Canadian ice hockey player (born 1994)

Troy Bourke (born March 30, 1994) is a Canadian professional ice hockey center who is currently an unrestricted free agent. He most recently played for EC Red Bull Salzburg of the ICE Hockey League (ICEHL). He was selected 72nd overall, by the Colorado Avalanche, in the 2012 NHL entry draft.

==Playing career==
Bourke was raised in Onoway, Alberta, and was first selected by the Prince George Cougars 26th overall in the 2009 Western Hockey League bantam draft after a bantam career with the PAC Timberwolves in the AMBHL. In the 2009–10 season, he first played midget hockey in the Alberta Midget Hockey League with the St. Albert Raiders and was selected as the AMHL top player before joining the Cougars at the completion of his midget season to begin his major junior hockey career.

With increasing his production in each of his first two full WHL seasons, Bourke as a then diminutive sized forward was selected 72nd overall in the 2012 NHL entry draft by the Colorado Avalanche. As the Cougars Captain in his final junior season, Bourke led the team with 56 assists and finished second with 85 points, however was unable to help Prince George qualify for the playoffs in the 2013–14 season. Bourke was then signed to an amateur try-out contract with the Avalanche's AHL affiliate, the Lake Erie Monsters on March 19, 2014. Two days later, Bourke made an impact in his professional debut in scoring a goal and two assists, in a 5–0 victory over the Rochester Americans. With the Monsters also out of playoff contention, Bourke finished the season with 7 points in 15 games.

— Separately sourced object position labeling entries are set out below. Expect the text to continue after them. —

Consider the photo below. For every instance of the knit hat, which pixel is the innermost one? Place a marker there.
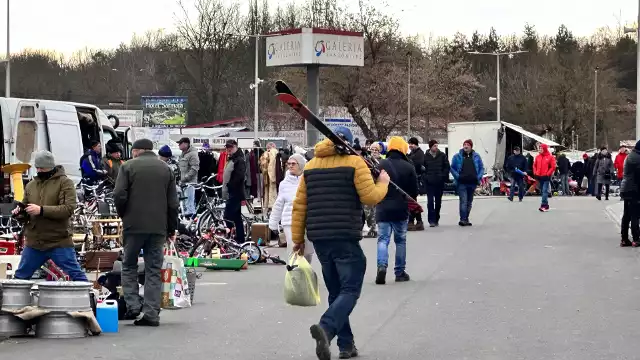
(44, 160)
(165, 151)
(397, 143)
(299, 159)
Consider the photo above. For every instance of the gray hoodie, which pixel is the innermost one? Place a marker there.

On May 29, 2014, Bourke was signed to a three-year entry-level contract with the Avalanche. Upon attending Colorado's NHL training camp, Bourke was reassigned to Lake Erie to begin his first full professional season in 2014–15.

On June 26, 2017, Bourke as a restricted free agent, was not tendered a qualifying contract by the Colorado Avalanche, thus ending his three-year tenure within the organization in releasing him to free agency. With no NHL contract offers over the summer, Bourke signed a one-year AHL contract with the Syracuse Crunch on September 26, 2017.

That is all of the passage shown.